For those of you being all “Pfft. Spleen. What does a spleen even do?”, well, you’d be surprised. Your spleen isn’t sitting there playing cards with your appendix and watching soap operas. The spleen is a busy little hub of the lymphatic system, kind of screening out the big stuff before it gets sent any further. So, not having a spleen has meant I have gotten sick easier. If you have had a cold in the last year and half, I’ve gotten it from you, even if you live in stupid far-away-from-me places. (I’m looking at you, Wisconsin.)

But the thing about lymphoma is that you’re pretty likely to come down with a case of the cancer more than once. And this time around, there was no spleen to take care of the dirty work, so it’s all R-CHOP and radiation for this gal.

And now I’m bald and I have a rash on my head, and holy balls, you guys, I am really damn tired, and barfy, and my bones hurt really bad. I also noticed a marked increase in my complainy-ness.

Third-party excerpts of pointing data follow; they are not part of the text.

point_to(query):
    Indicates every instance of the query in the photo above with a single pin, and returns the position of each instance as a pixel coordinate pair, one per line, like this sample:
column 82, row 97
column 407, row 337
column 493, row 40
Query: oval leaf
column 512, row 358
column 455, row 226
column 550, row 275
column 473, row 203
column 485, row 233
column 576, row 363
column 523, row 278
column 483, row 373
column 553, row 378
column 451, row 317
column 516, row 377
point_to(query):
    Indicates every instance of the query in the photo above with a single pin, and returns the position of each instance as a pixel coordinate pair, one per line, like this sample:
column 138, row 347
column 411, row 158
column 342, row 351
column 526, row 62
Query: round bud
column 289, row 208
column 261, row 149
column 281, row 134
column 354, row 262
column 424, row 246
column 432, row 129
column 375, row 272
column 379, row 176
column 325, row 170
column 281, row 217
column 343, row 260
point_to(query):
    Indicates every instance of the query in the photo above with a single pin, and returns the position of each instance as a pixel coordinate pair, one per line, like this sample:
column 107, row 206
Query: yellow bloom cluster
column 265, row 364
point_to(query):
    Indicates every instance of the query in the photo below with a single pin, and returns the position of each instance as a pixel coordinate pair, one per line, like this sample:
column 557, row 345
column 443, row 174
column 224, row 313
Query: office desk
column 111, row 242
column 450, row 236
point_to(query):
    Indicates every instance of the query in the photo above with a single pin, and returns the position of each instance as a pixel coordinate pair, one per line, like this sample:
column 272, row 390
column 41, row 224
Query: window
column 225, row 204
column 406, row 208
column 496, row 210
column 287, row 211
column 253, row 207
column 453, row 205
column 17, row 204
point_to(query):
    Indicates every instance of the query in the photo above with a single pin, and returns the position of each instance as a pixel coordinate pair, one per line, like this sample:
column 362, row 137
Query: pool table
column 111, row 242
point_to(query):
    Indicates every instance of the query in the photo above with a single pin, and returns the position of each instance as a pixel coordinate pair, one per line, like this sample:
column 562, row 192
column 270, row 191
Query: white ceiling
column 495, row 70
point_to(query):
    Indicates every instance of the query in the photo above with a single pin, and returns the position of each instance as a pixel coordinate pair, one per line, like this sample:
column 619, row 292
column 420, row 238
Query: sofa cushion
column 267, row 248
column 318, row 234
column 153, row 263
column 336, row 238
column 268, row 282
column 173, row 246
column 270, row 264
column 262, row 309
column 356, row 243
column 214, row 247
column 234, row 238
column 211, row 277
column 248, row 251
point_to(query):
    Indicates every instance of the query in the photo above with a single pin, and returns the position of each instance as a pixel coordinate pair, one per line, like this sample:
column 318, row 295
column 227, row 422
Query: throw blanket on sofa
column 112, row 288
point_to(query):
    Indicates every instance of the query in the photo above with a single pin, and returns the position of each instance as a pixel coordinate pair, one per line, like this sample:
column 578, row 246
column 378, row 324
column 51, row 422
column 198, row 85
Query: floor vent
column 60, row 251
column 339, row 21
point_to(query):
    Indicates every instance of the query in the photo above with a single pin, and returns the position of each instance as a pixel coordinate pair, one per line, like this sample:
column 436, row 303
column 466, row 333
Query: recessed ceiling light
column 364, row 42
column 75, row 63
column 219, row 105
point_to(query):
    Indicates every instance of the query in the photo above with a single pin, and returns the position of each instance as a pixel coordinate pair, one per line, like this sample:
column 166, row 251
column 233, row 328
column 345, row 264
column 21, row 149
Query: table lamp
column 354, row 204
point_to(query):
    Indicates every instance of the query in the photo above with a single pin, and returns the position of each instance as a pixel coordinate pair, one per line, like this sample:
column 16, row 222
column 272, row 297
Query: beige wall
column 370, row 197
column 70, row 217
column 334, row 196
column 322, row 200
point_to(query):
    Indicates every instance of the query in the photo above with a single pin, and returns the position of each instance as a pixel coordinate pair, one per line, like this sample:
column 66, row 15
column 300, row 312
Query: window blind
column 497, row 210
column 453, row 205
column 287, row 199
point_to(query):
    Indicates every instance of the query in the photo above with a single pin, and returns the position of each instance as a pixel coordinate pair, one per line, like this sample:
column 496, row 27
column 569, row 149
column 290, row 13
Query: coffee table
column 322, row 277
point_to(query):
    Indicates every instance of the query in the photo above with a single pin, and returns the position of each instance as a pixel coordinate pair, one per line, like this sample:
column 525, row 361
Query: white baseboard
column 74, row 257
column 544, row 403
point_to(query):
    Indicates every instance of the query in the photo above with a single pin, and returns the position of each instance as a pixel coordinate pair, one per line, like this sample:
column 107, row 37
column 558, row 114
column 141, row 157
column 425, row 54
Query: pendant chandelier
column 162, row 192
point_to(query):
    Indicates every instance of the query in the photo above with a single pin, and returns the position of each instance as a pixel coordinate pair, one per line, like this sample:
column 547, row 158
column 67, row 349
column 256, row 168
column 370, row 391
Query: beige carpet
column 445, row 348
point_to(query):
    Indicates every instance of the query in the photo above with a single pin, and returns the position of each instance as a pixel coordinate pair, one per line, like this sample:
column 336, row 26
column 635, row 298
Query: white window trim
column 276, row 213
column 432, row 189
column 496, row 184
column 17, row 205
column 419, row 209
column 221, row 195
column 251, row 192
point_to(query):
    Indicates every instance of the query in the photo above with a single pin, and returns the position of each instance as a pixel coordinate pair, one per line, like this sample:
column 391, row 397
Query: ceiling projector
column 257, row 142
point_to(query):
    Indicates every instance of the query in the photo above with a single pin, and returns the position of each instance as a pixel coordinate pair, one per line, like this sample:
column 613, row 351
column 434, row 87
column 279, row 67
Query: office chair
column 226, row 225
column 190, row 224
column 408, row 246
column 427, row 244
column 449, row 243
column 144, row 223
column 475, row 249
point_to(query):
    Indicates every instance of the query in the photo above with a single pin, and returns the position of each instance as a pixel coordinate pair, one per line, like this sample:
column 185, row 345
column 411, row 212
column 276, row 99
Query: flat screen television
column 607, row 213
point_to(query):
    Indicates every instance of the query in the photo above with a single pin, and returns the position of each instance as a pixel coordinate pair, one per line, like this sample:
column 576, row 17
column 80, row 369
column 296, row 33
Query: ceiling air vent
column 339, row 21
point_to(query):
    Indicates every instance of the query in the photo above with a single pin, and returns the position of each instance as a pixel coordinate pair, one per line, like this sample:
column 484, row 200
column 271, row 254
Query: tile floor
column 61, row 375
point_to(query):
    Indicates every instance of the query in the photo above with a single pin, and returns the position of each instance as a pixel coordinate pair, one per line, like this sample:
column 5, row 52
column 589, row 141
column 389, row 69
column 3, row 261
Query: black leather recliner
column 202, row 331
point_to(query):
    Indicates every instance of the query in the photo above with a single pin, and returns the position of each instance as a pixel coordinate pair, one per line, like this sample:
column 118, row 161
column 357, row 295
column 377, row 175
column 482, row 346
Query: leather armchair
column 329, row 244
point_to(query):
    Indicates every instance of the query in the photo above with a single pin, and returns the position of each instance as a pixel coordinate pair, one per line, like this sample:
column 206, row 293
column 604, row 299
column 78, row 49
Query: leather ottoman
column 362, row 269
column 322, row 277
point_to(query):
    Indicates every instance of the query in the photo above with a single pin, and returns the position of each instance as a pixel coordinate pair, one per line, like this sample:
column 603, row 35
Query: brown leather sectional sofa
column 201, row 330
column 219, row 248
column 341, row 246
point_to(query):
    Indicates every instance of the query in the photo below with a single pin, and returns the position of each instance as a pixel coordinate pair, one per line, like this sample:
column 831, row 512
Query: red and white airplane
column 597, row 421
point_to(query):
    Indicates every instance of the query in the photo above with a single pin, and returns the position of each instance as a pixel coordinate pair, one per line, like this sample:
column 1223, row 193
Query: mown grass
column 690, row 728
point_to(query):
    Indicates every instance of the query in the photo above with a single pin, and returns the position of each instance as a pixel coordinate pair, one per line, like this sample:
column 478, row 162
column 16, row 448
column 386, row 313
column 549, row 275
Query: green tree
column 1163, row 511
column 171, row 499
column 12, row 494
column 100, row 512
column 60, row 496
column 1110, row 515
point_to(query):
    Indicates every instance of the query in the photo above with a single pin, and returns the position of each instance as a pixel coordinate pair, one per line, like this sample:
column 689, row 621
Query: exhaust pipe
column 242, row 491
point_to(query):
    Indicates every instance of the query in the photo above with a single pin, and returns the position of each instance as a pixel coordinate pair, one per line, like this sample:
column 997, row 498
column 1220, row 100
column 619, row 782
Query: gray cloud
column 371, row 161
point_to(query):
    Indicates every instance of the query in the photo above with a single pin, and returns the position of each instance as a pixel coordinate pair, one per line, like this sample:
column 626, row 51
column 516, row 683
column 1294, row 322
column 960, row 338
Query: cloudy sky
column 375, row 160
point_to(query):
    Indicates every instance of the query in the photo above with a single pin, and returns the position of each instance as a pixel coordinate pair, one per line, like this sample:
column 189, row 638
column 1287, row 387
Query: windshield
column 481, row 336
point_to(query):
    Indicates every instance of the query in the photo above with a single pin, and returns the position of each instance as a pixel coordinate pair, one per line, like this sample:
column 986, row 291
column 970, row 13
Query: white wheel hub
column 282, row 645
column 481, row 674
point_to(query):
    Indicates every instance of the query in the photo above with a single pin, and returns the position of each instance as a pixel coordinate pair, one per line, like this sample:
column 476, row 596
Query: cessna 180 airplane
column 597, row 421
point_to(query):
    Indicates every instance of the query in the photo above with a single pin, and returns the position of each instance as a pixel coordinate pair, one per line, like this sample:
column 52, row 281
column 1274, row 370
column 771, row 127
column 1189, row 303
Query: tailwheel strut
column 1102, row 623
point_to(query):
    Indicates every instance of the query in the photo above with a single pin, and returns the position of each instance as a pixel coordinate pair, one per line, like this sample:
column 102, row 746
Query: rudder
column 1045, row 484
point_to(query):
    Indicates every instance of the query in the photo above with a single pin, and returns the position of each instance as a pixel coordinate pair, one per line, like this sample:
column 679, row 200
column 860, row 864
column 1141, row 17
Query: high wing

But, I’ve been closed mouthed about this, and here’s why. YOU! PAY ATTENTION! I’ve been quiet about this becaaaaauuuuuse…

  • If I get one single (((((((((hug))))))))))) about this, I might scream. I know you mean well, and you can’t hug me in person, and you want to send positive thoughts and all of that, and I swear I’m trying to be positive myself. But please, please, don’t bracket hug me. The cancer is making me feel pitiful enough. Which brings me to…
  • I don’t want anyone to treat me differently. Don’t laugh harder at some lame joke, or look at me with those eyes you make when you look at a person who is sick. Don’t treat me like I’m sick. Beeeecauuuuuuse…
  • I don’t want every conversation to be about cancer. I know, you want to know what’s up. You’re concerned. And know what? I’ll totally talk about it when I need to talk about it, and I promise you that if there is anything to tell you, I will tell you. Becaaaaaauuuuuse…
  • I’m scared, too.

Most of the time I am keenly aware that I am kind of a larger than life person. Sounds a bit ego maniacal, but I am aware that I have had an extraordinary life, and that my life has impacted other people and will continue to do so. That’s no small thing. I have so much to accomplish, and I know know know that cancer isn’t going to kill me or stop me.

But sometimes I’m still scared, because I am human, and it’s hard not to be. So, if I’m not talking your head off about whatever phase I am at in my treatment, it might be that I need to process it before I can open my mouth. Wait for me. You know I’ll come around.

And yeah, I’m sorry that I didn’t tell you personally. Don’t take it to heart. Get mad if you need to, but, honestly, how can you stay mad at me? I have cancer. That’d be rude as hell, yo.

So, look forward to me cracking jokes and posting photos of my disgusting skull soon enough. Much love to all of the people in my life. I know I don’t make stuff easy sometimes. Too bad. Quit your whining and make me a sandwich.